Sur une idée originale et séduisante (le troisième âge de héros), Noces de fleurs démarre fort, pour retomber malheureusement dans des travers habituels à la série de Sfar et Trondheim.
Un an après la parution d’Un héritage trompeur, ouvrage sombre et violent, Sfar et Trondheim nous offrent un virage à 180 degrés avec ce Noces de fleurs lumineux et plutôt léger, porté par le dessin élégant, presque enfantin, d’Aude Picault, et par une mise en couleur originale de Walter. En s’affranchissant cette fois des clichés de l’heroic fantasy, et en allant plutôt du côté du « conte moral rohmérien », les auteurs de ce dix-huitième tome de Donjon Monsters ouvrent clairement des pistes intéressantes…
On retrouve ici Isis et Herbert, vieillissant, toujours amoureux après tant d’années : ils fêtent leurs 30 ans de mariage (sur Terra Amata, on parle de noces de fleurs, sans doute parce que « noces de perle » n’aurait permis la rime rituelle en « eur ») en s’offrant un voyage au soleil dans de tranquilles contrées exotiques. Mais, rapidement, le périple amoureux se transforme en fuite éperdue devant des attaques brutales et répétées, dont l’origine est inconnue. Le fait que leur guide et pilote soit Andrée, que l’on a appris à connaître ces dernières années, a-t-il quelque chose à voir avec ces attaques ?

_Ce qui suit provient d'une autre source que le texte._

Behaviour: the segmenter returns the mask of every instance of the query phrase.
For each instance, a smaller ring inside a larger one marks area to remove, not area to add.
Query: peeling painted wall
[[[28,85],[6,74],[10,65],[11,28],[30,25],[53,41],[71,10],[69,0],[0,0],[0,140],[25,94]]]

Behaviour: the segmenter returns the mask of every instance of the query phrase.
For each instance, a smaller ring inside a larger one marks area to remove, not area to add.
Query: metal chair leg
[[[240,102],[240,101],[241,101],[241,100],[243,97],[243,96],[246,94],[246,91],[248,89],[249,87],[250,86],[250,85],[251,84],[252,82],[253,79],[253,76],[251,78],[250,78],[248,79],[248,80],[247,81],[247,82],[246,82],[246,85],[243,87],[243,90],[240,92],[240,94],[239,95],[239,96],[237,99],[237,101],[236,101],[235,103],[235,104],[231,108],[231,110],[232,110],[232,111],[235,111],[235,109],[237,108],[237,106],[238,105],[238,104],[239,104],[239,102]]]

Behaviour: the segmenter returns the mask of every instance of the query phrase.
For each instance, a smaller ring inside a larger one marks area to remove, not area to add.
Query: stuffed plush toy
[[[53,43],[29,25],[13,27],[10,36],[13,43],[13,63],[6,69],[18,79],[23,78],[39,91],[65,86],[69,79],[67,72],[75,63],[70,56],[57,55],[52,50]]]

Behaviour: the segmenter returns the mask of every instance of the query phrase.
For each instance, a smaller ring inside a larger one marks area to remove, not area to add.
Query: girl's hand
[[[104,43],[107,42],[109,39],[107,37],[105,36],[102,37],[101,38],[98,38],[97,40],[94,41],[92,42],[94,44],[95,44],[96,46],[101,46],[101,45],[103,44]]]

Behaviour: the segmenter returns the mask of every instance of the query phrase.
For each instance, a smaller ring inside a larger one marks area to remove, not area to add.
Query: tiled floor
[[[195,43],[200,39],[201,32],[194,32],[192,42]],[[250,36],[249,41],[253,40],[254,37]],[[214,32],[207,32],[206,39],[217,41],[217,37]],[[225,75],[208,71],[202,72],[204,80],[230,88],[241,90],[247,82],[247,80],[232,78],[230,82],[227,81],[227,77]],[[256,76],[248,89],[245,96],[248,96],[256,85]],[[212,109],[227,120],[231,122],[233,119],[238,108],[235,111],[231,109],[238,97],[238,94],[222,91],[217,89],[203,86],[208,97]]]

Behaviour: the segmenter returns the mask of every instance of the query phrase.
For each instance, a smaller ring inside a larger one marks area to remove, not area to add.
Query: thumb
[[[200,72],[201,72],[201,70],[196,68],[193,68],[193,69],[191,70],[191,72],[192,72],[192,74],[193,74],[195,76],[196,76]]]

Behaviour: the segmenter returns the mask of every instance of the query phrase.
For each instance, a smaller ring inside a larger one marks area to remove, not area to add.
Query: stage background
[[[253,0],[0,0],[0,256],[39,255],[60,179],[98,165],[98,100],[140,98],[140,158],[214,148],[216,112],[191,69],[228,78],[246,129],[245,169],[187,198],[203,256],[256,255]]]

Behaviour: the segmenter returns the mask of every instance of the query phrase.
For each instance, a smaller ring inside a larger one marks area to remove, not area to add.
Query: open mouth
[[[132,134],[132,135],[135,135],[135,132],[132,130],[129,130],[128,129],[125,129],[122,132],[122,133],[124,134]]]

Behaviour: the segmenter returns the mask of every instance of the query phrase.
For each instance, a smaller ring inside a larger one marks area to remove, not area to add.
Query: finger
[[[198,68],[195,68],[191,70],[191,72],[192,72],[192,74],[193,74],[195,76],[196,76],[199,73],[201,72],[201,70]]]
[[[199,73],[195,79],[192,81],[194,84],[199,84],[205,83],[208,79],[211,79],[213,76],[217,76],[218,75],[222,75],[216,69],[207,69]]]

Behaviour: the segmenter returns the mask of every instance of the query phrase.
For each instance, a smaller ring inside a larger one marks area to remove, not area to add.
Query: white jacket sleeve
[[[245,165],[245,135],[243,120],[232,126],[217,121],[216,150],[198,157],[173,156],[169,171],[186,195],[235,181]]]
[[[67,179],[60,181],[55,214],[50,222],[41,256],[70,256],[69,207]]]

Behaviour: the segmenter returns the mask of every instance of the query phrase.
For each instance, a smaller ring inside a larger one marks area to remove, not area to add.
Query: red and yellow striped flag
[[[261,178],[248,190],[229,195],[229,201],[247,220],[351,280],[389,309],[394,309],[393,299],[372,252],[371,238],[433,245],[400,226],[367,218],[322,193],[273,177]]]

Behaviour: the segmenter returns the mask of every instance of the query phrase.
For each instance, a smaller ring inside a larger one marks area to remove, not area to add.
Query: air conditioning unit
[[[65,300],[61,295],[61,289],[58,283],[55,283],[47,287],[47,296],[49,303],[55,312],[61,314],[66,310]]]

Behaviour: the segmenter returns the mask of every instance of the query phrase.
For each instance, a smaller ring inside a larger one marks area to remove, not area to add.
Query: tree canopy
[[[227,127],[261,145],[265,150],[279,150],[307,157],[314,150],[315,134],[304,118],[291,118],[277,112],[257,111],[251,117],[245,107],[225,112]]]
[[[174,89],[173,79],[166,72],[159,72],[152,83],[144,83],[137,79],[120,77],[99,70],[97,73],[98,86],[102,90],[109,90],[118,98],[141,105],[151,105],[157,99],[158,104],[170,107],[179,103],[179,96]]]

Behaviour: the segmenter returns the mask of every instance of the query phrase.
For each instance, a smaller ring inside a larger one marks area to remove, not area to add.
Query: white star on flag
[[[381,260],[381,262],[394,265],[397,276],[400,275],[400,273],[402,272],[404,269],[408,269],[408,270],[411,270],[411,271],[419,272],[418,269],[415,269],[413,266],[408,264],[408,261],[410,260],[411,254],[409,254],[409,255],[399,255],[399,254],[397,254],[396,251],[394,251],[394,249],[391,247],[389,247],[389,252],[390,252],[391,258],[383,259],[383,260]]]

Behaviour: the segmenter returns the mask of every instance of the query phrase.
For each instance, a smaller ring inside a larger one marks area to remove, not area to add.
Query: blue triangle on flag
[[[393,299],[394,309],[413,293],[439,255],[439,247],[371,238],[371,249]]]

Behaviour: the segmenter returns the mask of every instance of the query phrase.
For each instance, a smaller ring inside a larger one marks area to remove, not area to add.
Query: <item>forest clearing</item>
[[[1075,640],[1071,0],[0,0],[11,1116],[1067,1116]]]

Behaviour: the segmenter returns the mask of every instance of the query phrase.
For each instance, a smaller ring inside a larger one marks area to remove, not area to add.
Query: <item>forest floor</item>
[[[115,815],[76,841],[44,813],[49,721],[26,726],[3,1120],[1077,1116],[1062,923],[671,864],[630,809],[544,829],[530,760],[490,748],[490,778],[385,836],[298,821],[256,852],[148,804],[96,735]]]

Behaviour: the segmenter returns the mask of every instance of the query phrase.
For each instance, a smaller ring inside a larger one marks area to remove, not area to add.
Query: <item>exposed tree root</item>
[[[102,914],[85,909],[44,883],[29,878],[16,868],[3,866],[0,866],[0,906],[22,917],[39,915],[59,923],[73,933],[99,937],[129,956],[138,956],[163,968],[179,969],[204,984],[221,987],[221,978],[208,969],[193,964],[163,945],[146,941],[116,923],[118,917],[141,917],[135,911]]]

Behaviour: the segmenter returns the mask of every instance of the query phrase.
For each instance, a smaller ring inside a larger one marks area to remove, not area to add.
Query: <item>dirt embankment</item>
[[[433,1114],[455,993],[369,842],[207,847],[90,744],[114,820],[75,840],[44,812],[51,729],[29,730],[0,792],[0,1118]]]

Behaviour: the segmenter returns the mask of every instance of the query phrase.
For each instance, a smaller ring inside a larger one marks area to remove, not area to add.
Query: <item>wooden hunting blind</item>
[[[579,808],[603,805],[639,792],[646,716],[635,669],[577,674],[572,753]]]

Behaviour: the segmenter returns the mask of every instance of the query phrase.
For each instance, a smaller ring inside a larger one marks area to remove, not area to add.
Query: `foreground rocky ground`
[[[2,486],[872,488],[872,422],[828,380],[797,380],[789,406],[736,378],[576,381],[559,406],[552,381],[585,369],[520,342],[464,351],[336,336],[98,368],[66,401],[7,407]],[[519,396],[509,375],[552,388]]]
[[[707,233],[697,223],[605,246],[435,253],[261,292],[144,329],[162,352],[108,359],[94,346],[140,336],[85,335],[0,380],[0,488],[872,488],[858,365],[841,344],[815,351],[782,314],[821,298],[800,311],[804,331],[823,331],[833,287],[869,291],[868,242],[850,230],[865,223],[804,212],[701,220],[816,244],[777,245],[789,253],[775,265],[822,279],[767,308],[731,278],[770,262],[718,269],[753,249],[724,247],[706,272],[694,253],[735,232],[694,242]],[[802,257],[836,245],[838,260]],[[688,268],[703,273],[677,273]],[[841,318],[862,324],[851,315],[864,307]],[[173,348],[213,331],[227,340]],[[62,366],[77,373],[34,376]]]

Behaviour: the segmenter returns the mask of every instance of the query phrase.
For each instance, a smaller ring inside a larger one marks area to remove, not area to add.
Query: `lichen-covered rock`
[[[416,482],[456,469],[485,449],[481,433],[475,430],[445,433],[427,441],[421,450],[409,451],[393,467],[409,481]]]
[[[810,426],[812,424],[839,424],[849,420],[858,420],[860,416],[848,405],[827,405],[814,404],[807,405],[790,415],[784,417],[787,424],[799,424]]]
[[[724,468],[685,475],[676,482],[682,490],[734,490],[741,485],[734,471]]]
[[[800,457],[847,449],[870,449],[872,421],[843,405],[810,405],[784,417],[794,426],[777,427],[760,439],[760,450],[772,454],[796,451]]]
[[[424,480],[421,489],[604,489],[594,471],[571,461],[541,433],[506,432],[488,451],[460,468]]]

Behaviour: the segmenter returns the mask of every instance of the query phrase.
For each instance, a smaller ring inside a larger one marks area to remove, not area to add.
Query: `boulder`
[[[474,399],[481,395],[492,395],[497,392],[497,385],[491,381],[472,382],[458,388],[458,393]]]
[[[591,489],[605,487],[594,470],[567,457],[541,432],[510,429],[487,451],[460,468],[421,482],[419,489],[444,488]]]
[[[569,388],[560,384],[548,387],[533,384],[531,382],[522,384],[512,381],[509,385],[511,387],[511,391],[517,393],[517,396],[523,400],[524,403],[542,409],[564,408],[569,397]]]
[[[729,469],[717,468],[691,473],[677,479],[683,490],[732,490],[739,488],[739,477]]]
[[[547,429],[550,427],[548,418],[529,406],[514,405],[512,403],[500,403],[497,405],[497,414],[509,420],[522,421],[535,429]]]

Située au niveau 115 du Donjon, cette histoire « post-Crépuscule » séduit d’emblée par la manière dont elle inscrit l’âge, et la fatigue afférente, mais aussi le sentiment de futilité des exploits passés, dans la trame narrative générale. La mise en image, presque naïve, d’Aude Picault, si elle désarçonne un peu a priori, tant elle s’éloigne de ce qu’on a l’habitude de voir dans la série, joue rapidement en faveur de Noces de fleurs, combinant à merveille ironie légère, second degré bienveillant et même tendresse vis à vis des personnages.
Il est dommage que la dernière partie du livre voit un retour qui semble excessif à la trame narrative générale, comme une sorte de tentative de faire rentrer au chausse pied cette histoire décalée dans le Donjon. Même si ce n’est pas désastreux, on ne peut s’empêcher de trouver un peu dommage que Sfar et Trondheim n’ait pas choisi plutôt de faire de cet album une parenthèse « enchantée », mais aussi humoristique et désabusée, au sein de leur grande fresque.